(Sankei: January 12, 2016 – Top play)
Two cargo ships operated by a company that replaced the North Korean shipping company , Ocean Maritime Management (OMM), which is subject to an asset freeze by the United Nations Security Council (UNSC), had been sold to a Chinese company, sources involved in Korean Peninsula relations disclosed on Jan. 11. The two ships were secretly brought to China and dismantled. Although the UNSC requires UN member states, including China, to implement its resolution banning the buying and selling of North Korean ships subject to its sanctions, it is now obvious that the UNSC resolution now completely lacks substance. While condemning Pyongyang’s nuclear tests, China has done nothing about North Korean ships that could pose a military threat.
According to the sources, the two North Korean ships were sold to the Chinese company one after another from 2014 to 2015. Each ship was apparently sold at around 100 million yen, half of the appropriate price. Both ships were dismantled at a port in Jiangyin City located in the eastern part of China and their parts were resold.
Although it was confirmed in the summer of 2014 that the two ships made port calls at Shanghai and other ports, China did not seize them following the UNSC resolution.

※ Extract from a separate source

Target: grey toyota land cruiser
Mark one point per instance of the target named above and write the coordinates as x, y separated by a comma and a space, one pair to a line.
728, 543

OMM has been split up into multiple companies in recent years. It has continued to operate 12 ships, including dilapidated ones that have been in service for more than 30 years, by changing their names out of fear that they would be seized at foreign ports.
The company that replaced OMM used part of the profits of the sale of the two ships to pay off debts under pressure from multiple creditors, including Chinese companies. It is actively negotiating behind the scenes to spend the profits from the sale of the ships on the purchase of a new ship.
The sources are increasingly alarmed about “the possibility of North Korea transporting arms by using the new ship as a measure to avoid sanctions based on the view that the international community will step up its surveillance activities due to its recent nuclear test.”